Now just why did I do this? Well, at work we got a 686 machine with a PPro logo put on the outside of it. The logo was a completely obvious addon hack. We installed Linux on it to use it as a firewall. I don't like that dumb little logo on machines, so I took it home, scanned it, and spent several hours retouching it into what it is today. I heard about the last guy to make a logo like this. Intel got on his case. I however have a defense: This logo is protected under the satire nature of print. If you look closely, I offer several varieties of images, all the same except for the trademark. One has a G for GNU copyleft, another has a backward C for copyleft, and another has the word GNU. I feel that this is in spirit with the nature of Linux.
A little bit about how I did it:
I scanned it in at 600 DPI, converted it to grayscale, thresholded it, played with the letters (had to make the x myself), then I resized the image, smoothed the edges, and ran it through the 'despeckle' filter of XV, re-thresholded it, and made several high rez Postscript files for printing via ghostscript on my HP Laserjet III.

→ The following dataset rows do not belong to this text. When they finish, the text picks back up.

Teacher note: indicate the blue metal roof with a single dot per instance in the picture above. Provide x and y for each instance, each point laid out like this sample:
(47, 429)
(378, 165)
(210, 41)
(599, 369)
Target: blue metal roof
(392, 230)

Below you'll find several varieties of Linux logos. I have 5 Postscript, printer ready images. 2 of them are perfect size fits for a T-shirt (just print it and take it to your local Kinko's). The other 2 are just a really big 300 DPI fully page ones, and a sheet that will print 60 logos on a Avery 8690 on an HP Laserjet III. The rest are just GIFs that you can download and do with what you wish. Anyhow, I printed up a bunch on clear labels, and stuck one on the front of our firewall machine, which will be located in a colocation center.